Implemention of interval iteration [7].

While classical value iteration algorithms converge against the optimal value function in a mathematical sense, it is not clear how a termination condition can be derived that ensures a fixed error bound on the computed value function. Interval iteration remedies this issue by performing two value iterations in parallel, starting from a lower and upper bound respectively, and stopping when both bounds are less than epsilon away from each other.

Interval iteration consists of two steps:

  1. Build the MEC decomposition of the underlying MDP to ensure convergence from any initial value function.
  2. Performs two value iterations in parallel, one from an initial lower bound and one from an initial upper bound.

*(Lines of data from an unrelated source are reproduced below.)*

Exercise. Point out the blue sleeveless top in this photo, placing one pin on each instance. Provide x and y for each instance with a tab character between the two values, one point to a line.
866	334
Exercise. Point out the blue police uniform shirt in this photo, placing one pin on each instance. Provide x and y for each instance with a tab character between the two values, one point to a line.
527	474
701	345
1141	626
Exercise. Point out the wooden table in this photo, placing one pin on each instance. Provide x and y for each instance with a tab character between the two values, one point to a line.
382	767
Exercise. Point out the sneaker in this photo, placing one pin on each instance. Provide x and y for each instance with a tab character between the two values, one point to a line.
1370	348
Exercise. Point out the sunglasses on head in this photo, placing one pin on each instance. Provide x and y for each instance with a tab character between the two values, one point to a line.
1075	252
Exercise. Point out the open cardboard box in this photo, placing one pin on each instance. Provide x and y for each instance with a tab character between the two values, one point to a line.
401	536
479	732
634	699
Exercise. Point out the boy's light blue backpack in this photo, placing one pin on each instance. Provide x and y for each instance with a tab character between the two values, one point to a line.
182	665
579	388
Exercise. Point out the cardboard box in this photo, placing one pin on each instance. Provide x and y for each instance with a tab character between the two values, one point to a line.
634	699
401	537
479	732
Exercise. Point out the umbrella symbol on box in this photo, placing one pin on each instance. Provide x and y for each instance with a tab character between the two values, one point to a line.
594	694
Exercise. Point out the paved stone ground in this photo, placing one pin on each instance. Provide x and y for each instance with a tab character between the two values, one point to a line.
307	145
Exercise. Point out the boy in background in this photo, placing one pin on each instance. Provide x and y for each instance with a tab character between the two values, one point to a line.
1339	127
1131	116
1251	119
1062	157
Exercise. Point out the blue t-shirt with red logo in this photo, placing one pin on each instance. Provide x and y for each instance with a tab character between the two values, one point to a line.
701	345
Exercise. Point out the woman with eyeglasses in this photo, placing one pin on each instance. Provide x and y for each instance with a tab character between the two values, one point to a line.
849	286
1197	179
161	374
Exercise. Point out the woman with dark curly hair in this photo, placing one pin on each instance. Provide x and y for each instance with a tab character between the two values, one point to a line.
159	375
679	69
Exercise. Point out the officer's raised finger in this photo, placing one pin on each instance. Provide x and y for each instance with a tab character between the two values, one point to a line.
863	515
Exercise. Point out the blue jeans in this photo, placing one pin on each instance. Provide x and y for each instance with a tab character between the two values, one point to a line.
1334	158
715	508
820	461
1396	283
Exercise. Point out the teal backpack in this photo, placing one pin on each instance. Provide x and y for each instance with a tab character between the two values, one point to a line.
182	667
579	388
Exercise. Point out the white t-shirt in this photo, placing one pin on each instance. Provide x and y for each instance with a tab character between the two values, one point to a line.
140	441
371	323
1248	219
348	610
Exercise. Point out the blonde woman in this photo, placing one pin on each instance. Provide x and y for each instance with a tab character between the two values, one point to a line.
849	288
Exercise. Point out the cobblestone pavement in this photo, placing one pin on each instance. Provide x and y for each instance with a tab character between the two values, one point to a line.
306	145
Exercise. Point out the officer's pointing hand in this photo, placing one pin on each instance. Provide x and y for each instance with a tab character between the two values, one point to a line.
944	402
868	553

The respective sequences of value functions are adjacent sequences. Interval iteration stops when the lower and upper bounding value functions are less than epsilon away, ensuring that any of the value functions is at most epsilon away from the optimal value function.

Note
This implementation outputs the values of the upper bounding value function.
See also
EndComponentDecomposition
Template Parameters
StateThe state type of the underlying MDP model.
ActionThe action type of the underlying MDP model.

Public Member Functions

void print_statistics (std::ostream &out) const override
 Prints algorithm statistics to the specified output stream.
 
virtual std::unique_ptr< PolicyType > compute_policy (MDPType &mdp, EvaluatorType &heuristic, param_type< State > state, ProgressReport progress, double maxtime)=0
 Computes a partial policy for the input state.
 
virtual Interval solve (MDPType &mdp, EvaluatorType &heuristic, param_type< State > state, ProgressReport progress, double max_time)=0
 Runs the MDP algorithm for the initial state state with a maximum time limit.
 

Member Function Documentation

◆ print_statistics()

template<typename State , typename Action >
void probfd::algorithms::interval_iteration::IntervalIteration< State, Action >::print_statistics ( std::ostream & ) const
overridevirtual

Prints algorithm statistics to the specified output stream.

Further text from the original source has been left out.